Par ailleurs, l’Organisation des Nations Unies a pris des initiatives diplomatiques visant à discuter du rapport qu’entretiennent les ressources hydriques partagées et la paix et la sécurité internationales. En effet, le Conseil de sécurité a organisé le 22 novembre 2016 un débat public sur le thème « Eau, paix et sécurité ». L’idée générale qui a guidé cette initiative est de réfléchir aux moyens de faire de l’eau un domaine de coopération internationale plutôt qu’un « vecteur de conflits » dans un contexte où l’amenuisement des ressources hydriques exacerbe les tensions à l’heure du changement climatique et de l’expansion démographique. Dans cette même dynamique, le Conseil de sécurité a également organisé, le 6 juin 2017, une séance de travail sur le thème : « La diplomatie préventive et les eaux transfrontières ». Visant à approfondir le débat public organisé en 2016, cette réunion a fait ressortir l’idée que l’eau doit être un motif de coopération et non de conflit. De plus, en ce qui concerne le différend relatif à la construction du barrage éthiopien et suite à sa saisine par l’Egypte, le Conseil de sécurité, après avoir organisé une réunion informelle par visioconférence le 22 juin 2020 pour évoquer les documents soumis par chacune des parties au différend, a tenu le 29 juin 2020 une deuxième rencontre virtuelle mais publique sur ce dossier avec la participation des trois Etats concernés. Si ces échanges n’ont donné lieu à aucune résolution, les membres du Conseil ont, par ailleurs, soutenu la démarche de l’Union Africaine pour faciliter la poursuite des négociations entre les protagonistes. 

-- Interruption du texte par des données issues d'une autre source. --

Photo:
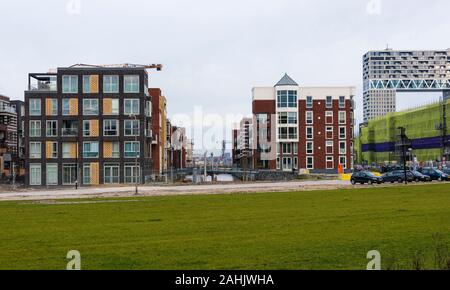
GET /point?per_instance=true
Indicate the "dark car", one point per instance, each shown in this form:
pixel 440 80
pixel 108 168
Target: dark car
pixel 419 177
pixel 435 174
pixel 365 177
pixel 397 176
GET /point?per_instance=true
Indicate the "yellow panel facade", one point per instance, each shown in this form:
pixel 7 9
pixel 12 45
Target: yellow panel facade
pixel 74 107
pixel 94 84
pixel 107 149
pixel 107 106
pixel 94 128
pixel 95 172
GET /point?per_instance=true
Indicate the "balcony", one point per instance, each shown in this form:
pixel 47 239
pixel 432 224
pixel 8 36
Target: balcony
pixel 42 82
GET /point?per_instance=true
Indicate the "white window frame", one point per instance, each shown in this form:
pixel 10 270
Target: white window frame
pixel 34 129
pixel 73 87
pixel 109 123
pixel 310 152
pixel 38 153
pixel 54 180
pixel 345 132
pixel 132 112
pixel 312 133
pixel 134 86
pixel 35 107
pixel 310 166
pixel 109 81
pixel 35 174
pixel 90 151
pixel 132 128
pixel 309 117
pixel 342 117
pixel 88 107
pixel 47 127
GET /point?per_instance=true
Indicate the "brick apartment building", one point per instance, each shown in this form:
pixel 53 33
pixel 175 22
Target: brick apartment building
pixel 88 125
pixel 303 127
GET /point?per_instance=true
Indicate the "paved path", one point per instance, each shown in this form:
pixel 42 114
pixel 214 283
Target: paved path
pixel 173 190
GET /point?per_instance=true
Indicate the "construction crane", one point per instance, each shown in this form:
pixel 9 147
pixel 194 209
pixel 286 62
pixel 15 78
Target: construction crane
pixel 158 67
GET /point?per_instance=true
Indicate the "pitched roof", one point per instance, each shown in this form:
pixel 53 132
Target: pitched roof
pixel 286 81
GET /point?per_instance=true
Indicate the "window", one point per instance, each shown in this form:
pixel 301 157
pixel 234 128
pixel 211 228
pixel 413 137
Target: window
pixel 52 174
pixel 35 128
pixel 329 147
pixel 309 117
pixel 131 127
pixel 111 84
pixel 309 133
pixel 131 107
pixel 287 99
pixel 309 147
pixel 115 107
pixel 35 174
pixel 343 161
pixel 132 174
pixel 132 149
pixel 110 128
pixel 69 174
pixel 330 162
pixel 309 162
pixel 309 102
pixel 86 174
pixel 285 133
pixel 329 132
pixel 342 117
pixel 52 128
pixel 67 150
pixel 342 133
pixel 329 102
pixel 342 147
pixel 35 150
pixel 328 117
pixel 35 107
pixel 86 128
pixel 131 84
pixel 54 150
pixel 53 107
pixel 90 107
pixel 90 149
pixel 70 84
pixel 66 107
pixel 341 102
pixel 115 150
pixel 111 174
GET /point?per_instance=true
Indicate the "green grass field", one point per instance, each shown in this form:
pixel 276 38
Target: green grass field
pixel 298 230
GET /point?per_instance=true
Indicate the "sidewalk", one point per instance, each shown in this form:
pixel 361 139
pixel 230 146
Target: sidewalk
pixel 128 191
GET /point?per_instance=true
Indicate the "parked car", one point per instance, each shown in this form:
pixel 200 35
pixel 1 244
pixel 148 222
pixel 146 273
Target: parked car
pixel 419 177
pixel 435 174
pixel 397 176
pixel 365 177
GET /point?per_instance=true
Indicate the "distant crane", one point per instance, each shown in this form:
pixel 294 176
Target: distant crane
pixel 158 67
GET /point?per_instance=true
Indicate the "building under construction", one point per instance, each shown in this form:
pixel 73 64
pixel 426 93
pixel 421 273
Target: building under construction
pixel 419 135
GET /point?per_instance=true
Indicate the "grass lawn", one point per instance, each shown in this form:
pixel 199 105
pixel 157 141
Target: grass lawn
pixel 298 230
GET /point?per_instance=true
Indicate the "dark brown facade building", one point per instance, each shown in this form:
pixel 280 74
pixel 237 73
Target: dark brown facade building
pixel 88 125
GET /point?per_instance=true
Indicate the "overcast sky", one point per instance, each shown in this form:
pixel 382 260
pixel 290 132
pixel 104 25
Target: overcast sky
pixel 214 52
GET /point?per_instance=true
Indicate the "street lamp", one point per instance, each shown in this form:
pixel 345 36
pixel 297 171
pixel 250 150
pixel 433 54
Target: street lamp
pixel 136 157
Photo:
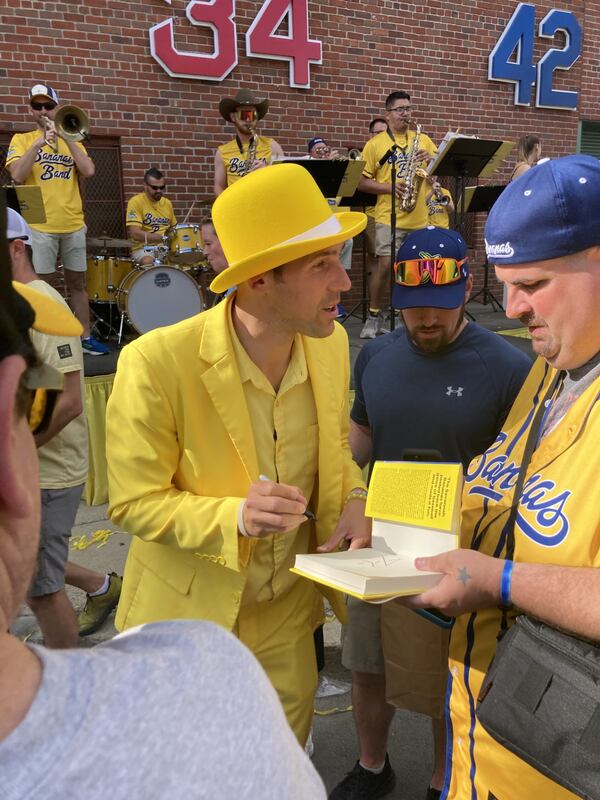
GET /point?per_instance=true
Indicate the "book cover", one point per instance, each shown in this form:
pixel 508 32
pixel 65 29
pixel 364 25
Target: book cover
pixel 416 512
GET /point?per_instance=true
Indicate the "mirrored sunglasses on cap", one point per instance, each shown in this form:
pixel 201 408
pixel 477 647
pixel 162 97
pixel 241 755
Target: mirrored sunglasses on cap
pixel 44 384
pixel 438 271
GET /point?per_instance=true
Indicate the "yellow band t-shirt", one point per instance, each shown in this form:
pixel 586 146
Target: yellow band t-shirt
pixel 374 152
pixel 64 459
pixel 235 153
pixel 56 175
pixel 153 217
pixel 438 213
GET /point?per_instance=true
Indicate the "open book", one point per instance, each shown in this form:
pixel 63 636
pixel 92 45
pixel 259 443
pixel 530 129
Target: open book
pixel 416 512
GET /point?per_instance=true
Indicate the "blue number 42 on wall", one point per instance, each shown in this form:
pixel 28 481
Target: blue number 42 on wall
pixel 518 38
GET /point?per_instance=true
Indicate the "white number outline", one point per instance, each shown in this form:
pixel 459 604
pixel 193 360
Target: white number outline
pixel 216 38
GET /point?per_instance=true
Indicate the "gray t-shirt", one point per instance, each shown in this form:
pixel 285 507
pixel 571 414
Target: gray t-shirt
pixel 170 710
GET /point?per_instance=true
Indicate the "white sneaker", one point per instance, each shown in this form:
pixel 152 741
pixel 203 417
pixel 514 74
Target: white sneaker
pixel 371 326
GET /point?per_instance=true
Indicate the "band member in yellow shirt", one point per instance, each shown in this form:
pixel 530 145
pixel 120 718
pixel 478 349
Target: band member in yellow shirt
pixel 247 150
pixel 439 204
pixel 394 144
pixel 42 157
pixel 149 215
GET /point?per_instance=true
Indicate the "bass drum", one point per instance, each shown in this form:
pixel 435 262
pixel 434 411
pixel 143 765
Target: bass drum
pixel 159 296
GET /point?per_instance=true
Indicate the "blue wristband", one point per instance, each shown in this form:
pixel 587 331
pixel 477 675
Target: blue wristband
pixel 505 600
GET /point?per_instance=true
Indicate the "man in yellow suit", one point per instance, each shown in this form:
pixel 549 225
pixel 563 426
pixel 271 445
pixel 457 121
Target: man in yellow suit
pixel 227 436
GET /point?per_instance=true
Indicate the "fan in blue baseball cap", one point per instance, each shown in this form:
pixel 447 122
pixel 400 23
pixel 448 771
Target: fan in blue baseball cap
pixel 432 286
pixel 543 237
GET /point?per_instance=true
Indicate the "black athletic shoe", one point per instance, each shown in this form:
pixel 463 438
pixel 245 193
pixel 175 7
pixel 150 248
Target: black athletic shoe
pixel 360 784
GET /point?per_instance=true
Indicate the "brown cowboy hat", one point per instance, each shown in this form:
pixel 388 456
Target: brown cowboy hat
pixel 243 98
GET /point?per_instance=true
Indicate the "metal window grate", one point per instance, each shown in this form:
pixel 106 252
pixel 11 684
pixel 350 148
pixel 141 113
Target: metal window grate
pixel 589 138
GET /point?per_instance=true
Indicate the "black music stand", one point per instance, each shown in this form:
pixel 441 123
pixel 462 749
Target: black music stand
pixel 362 200
pixel 328 173
pixel 464 157
pixel 476 200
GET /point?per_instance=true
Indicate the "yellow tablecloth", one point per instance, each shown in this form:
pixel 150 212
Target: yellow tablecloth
pixel 97 392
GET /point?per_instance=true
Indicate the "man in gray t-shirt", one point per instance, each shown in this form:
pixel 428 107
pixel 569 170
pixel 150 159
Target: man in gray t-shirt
pixel 176 709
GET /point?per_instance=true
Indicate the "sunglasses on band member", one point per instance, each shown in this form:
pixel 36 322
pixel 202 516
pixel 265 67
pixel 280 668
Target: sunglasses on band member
pixel 247 115
pixel 438 271
pixel 43 385
pixel 44 106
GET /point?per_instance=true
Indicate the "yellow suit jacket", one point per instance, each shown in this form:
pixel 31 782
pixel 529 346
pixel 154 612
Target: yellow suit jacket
pixel 181 457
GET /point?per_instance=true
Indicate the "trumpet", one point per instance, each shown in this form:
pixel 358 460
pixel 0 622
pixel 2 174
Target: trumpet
pixel 71 123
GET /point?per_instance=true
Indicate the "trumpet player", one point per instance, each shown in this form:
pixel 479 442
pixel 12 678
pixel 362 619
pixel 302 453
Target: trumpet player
pixel 396 143
pixel 439 204
pixel 247 150
pixel 42 157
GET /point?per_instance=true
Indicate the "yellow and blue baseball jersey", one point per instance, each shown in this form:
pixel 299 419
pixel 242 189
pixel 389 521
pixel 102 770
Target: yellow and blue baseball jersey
pixel 558 522
pixel 56 175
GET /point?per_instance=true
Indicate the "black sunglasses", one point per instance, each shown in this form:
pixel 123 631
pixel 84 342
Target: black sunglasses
pixel 40 106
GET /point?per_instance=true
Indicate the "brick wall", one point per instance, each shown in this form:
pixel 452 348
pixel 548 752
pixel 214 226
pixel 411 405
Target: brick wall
pixel 97 55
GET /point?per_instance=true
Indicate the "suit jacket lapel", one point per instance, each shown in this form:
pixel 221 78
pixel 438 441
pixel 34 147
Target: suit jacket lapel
pixel 223 384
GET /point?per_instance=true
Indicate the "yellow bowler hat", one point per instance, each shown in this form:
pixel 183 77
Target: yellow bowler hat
pixel 50 316
pixel 272 216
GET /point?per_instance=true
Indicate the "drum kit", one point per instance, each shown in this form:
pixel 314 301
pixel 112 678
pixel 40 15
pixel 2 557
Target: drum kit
pixel 146 296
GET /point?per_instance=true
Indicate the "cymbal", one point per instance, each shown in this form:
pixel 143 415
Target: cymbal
pixel 105 242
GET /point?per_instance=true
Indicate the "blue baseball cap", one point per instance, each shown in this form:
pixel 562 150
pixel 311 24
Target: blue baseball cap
pixel 315 141
pixel 549 212
pixel 432 242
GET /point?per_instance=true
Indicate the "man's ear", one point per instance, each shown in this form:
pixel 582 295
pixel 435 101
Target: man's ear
pixel 259 282
pixel 14 495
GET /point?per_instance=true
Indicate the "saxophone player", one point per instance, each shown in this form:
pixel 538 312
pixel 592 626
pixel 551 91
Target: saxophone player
pixel 247 150
pixel 398 142
pixel 439 203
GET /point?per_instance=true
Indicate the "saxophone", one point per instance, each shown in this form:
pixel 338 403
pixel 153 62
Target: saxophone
pixel 412 176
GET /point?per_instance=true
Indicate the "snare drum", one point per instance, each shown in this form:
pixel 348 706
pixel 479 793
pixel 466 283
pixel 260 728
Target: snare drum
pixel 104 276
pixel 158 296
pixel 185 245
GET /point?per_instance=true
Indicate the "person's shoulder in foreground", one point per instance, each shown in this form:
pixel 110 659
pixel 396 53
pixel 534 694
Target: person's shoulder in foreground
pixel 177 709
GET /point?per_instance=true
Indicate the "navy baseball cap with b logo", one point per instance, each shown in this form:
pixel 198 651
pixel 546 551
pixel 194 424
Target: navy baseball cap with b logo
pixel 549 212
pixel 431 270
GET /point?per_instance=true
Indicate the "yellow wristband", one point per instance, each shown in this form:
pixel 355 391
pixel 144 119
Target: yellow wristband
pixel 356 494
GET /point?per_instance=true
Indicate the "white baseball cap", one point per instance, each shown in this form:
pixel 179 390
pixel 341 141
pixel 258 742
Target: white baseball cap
pixel 43 90
pixel 16 227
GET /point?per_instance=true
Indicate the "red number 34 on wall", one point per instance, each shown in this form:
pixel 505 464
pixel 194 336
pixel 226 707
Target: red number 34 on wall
pixel 262 41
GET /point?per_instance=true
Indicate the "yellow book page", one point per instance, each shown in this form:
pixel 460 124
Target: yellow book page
pixel 414 493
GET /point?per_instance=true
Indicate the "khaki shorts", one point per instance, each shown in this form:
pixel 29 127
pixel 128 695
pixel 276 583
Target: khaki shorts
pixel 370 235
pixel 46 247
pixel 383 238
pixel 361 647
pixel 59 507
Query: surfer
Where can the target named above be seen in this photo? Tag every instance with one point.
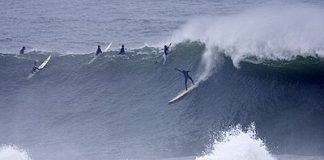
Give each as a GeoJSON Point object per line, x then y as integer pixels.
{"type": "Point", "coordinates": [122, 50]}
{"type": "Point", "coordinates": [166, 52]}
{"type": "Point", "coordinates": [22, 51]}
{"type": "Point", "coordinates": [98, 51]}
{"type": "Point", "coordinates": [35, 68]}
{"type": "Point", "coordinates": [186, 74]}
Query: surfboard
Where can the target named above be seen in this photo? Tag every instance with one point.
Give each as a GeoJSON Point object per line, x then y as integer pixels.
{"type": "Point", "coordinates": [182, 94]}
{"type": "Point", "coordinates": [96, 56]}
{"type": "Point", "coordinates": [39, 67]}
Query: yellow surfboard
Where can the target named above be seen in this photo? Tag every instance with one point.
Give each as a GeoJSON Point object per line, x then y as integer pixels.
{"type": "Point", "coordinates": [182, 94]}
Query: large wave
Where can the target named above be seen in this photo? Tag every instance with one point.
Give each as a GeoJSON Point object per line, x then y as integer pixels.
{"type": "Point", "coordinates": [272, 32]}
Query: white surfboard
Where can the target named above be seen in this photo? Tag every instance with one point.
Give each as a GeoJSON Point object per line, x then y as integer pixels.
{"type": "Point", "coordinates": [96, 56]}
{"type": "Point", "coordinates": [182, 94]}
{"type": "Point", "coordinates": [39, 67]}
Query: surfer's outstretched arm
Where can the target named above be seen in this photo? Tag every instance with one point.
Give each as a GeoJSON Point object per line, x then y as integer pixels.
{"type": "Point", "coordinates": [178, 70]}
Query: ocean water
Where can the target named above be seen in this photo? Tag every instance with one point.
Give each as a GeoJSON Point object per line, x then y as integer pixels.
{"type": "Point", "coordinates": [258, 66]}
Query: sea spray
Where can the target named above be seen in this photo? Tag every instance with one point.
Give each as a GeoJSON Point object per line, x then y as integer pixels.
{"type": "Point", "coordinates": [237, 144]}
{"type": "Point", "coordinates": [271, 32]}
{"type": "Point", "coordinates": [12, 152]}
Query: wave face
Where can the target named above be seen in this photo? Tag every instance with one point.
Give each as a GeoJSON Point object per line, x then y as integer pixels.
{"type": "Point", "coordinates": [116, 107]}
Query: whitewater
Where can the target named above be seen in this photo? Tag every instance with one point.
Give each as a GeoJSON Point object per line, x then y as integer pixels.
{"type": "Point", "coordinates": [258, 65]}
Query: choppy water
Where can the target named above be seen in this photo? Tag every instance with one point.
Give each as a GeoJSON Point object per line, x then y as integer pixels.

Il en résulte que les efforts de l’Organisation des Nations Unies relatifs à la gestion collective des ressources hydriques partagées sont considérables et se manifestent  principalement dans un cadre normatif et diplomatique. Selon le Secrétaire général de l’organisation, « les Nations Unies favorisent activement la médiation et le dialogue comme outils efficaces pour prévenir et résoudre les différends relatifs à l’eau et à d’autres ressources naturelles ». S’il n’existe pas encore de résolutions thématiques adoptées par le Conseil de sécurité sur les eaux transfrontalières, les implications de la question hydrique sur la paix et la sécurité internationales constituent un cadre d’action très vaste pour l’Organisation des Nations Unies ainsi que pour ses agences.